Libre de mi calzado y mientras sentía como se cocinaban mis pies a término medio, corrí para pedirle la pelota al flaco, quien me la regresó, le hice un túnel al mirrey, “Eh túnel” atinan a gritar unos niños, mientras mi marcador se queda sembrado en el concreto con sus tenis brillantes.
Me quemaba como me imagino le pasó a cierto tlatoani (o al menos así me hacía la idea con lo que nos contaban en los libros de historia, en la primaria) y no solo la pelota quema, las patadas también, la mejor opción siempre era pasar la pelota.
Se la regreso al escuincle sin zapatos que viene desde atrás. Aprovecha el bote raro de la pelota y le pega con una fuerza que escucho casi sus dedos doblarse por la pelota. Ponemos el empate y ya con la moral para arriba, los siguientes 30 minutos fueron más fáciles para la goleada.

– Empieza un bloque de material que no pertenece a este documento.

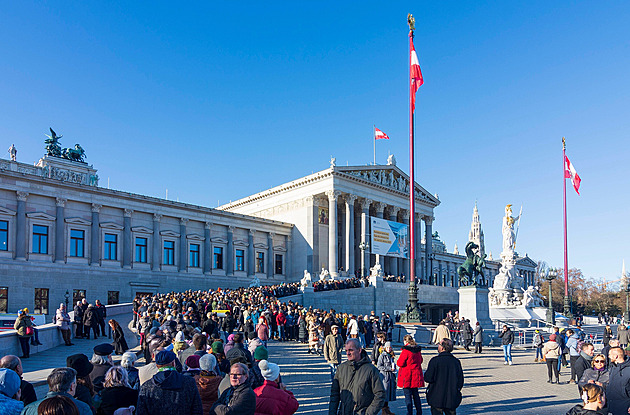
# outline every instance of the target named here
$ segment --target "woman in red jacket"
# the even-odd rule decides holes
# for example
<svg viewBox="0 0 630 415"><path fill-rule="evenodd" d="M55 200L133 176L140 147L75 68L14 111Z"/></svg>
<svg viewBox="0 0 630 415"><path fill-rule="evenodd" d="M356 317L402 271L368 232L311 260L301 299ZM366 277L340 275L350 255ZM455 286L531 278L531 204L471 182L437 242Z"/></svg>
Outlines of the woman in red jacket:
<svg viewBox="0 0 630 415"><path fill-rule="evenodd" d="M261 360L258 367L265 383L254 389L255 415L293 415L299 404L293 393L280 381L280 367L266 360Z"/></svg>
<svg viewBox="0 0 630 415"><path fill-rule="evenodd" d="M421 414L422 407L418 388L424 386L422 353L420 346L416 344L410 335L406 335L403 341L404 345L396 362L398 367L400 367L398 371L398 387L402 388L405 394L407 415L412 415L414 406L416 407L416 414Z"/></svg>

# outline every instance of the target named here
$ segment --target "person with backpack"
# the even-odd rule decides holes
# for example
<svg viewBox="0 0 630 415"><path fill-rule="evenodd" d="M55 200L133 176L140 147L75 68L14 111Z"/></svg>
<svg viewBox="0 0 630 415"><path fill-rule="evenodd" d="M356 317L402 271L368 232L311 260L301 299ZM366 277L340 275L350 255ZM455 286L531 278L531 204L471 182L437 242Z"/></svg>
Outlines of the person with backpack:
<svg viewBox="0 0 630 415"><path fill-rule="evenodd" d="M545 338L542 334L540 334L540 330L536 330L536 334L534 334L534 349L536 349L536 357L534 358L534 362L542 362L543 354L542 348L545 343Z"/></svg>
<svg viewBox="0 0 630 415"><path fill-rule="evenodd" d="M567 349L569 349L569 357L571 359L571 380L569 383L577 383L580 378L576 379L575 373L575 361L580 357L580 351L582 350L579 346L583 343L578 337L577 333L573 331L573 329L567 330Z"/></svg>

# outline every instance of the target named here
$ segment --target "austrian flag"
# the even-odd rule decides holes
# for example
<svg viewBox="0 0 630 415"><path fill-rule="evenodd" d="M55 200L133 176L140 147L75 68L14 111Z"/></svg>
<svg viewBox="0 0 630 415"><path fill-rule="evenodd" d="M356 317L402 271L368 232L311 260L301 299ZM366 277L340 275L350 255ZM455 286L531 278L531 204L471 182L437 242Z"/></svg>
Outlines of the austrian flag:
<svg viewBox="0 0 630 415"><path fill-rule="evenodd" d="M575 167L573 167L573 164L571 164L569 158L566 155L564 156L564 178L571 179L571 183L573 183L573 188L575 189L575 192L579 195L580 182L582 182L582 179L580 179L577 171L575 171Z"/></svg>
<svg viewBox="0 0 630 415"><path fill-rule="evenodd" d="M418 88L424 83L422 79L422 71L420 70L420 63L418 62L418 55L416 55L416 48L413 46L413 37L409 35L409 78L411 83L411 111L416 109L416 92Z"/></svg>
<svg viewBox="0 0 630 415"><path fill-rule="evenodd" d="M389 136L385 134L384 132L382 132L381 130L379 130L378 128L374 127L374 139L375 140L389 140Z"/></svg>

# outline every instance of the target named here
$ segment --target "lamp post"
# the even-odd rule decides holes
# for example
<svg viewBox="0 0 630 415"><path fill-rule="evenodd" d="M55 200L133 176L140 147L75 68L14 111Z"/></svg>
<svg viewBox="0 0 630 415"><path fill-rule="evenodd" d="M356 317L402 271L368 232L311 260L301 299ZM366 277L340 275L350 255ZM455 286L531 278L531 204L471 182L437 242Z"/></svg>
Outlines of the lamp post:
<svg viewBox="0 0 630 415"><path fill-rule="evenodd" d="M544 279L549 281L549 307L547 308L547 324L556 324L556 316L553 311L552 298L551 298L551 282L556 279L558 272L551 268L544 272Z"/></svg>
<svg viewBox="0 0 630 415"><path fill-rule="evenodd" d="M359 244L359 249L361 250L361 259L363 260L364 265L361 267L361 276L365 277L365 251L370 249L370 244L365 241L362 241ZM369 264L368 264L369 265Z"/></svg>
<svg viewBox="0 0 630 415"><path fill-rule="evenodd" d="M630 281L626 282L626 286L624 288L626 292L626 312L623 314L624 322L630 321L630 303L628 297L630 296Z"/></svg>
<svg viewBox="0 0 630 415"><path fill-rule="evenodd" d="M68 300L70 299L70 293L68 292L68 290L66 290L66 293L63 295L64 297L66 297L66 312L69 312L68 310Z"/></svg>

Ni Bebeto y Romario fueron mejor dupla que nosotros ese día.
Al final, nos sentamos en la sombra, el niño me pide dinero para un agua, “mejor toma de mi botella, te la regalo” le pregunto, en parte por curiosidad, otra por estupidez antes de que se vaya, “¿Por qué viniste descalzo a la escuela?” por supuesto, sabía la respuesta, aunque eso no le quitaba lo increíble.
-Es que no tengo zapatos- atinó a decir, antes de que se fuera le di la pelota, después me metí en un problema por dar material del servicio social de la escuela.
Pero el niño, sonriente, corrió hacia su casa con un balón en las manos y los pies prietos por el sol.